Extraordinary Measures in Extraordinary Times
Today’s extraordinary situation calls for extraordinary measures—that, though applied with great resolve, must be used sparingly and discriminatingly. Sweeping security measures carry a high risk/reward ratio and guarantee little practical payoff, while threatening civil liberties and exacerbating public fears. They require extra time and money but do not necessarily constitute a productive activity. Such societywide measures are directed at no one in particular but at everyone; as September 11 has demonstrated, the "terrorists" are among us—sitting on the airplane next to you or shopping in your neighborhood grocery store. This undermines the authorities’ standing within the society, leading to feelings of growing distrust toward them. Furthermore, such measures demoralize the general populace by continually reminding us about the unmet threats and the looming terror. This, in turn, creates a sense of constant monitoring and perpetual insecurity, undermining the trust of our fellow citizens, thus tearing apart the quintessential fabric of the society. If all are being watched—anyone could be the enemy.

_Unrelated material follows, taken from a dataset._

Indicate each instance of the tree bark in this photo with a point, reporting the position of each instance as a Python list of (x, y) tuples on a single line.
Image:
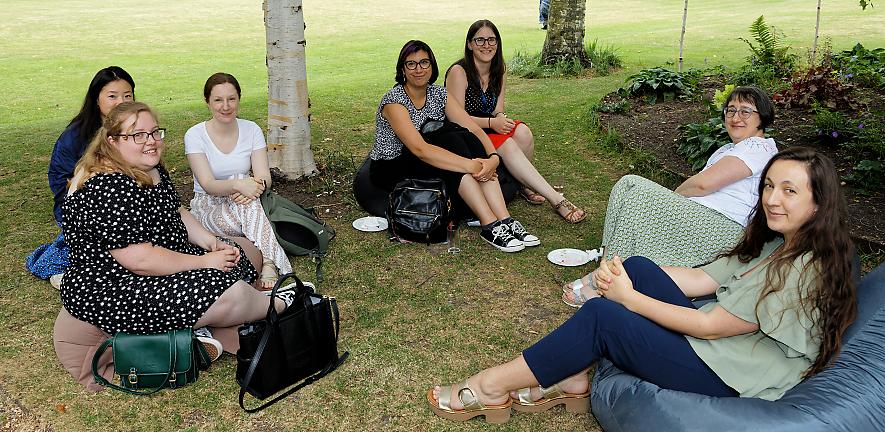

We must focus on those directly involved with terrorist activities and strengthen the means of inquiry and investigation of them and theirconnections. Indicted and convicted criminals are responsible for taking the lives of others and harbor knowledge that could help foil future disasters, while potentially saving a great number of innocent victims and preserving the values of a democratic society. The assaults on September 11 were not on buildings as much as on a way of life, one which respects human beings and their freedom while providing security and promoting prosperity. Liberty and security are the twin pillars of such a society. Both are now under attack. Let us not be the shortsighted accomplices of, but the farsighted protectors against, those who look to destroy them. We should refrain from enacting sweeping societal measures that undermine the civil liberties of law-abiding citizens, such as the Anti-Terror Bill of 2001, and pursue strengthened methods of inquiry against the perpetrators of terrorism. Enhanced security can be attained while preserving liberty, despite the pressures of these profoundly challenging times, but it requires that intelligent, selective, and resolute measures be put in place promptly, lest the terrorists claim "victory" regardless of the outcome of the "war."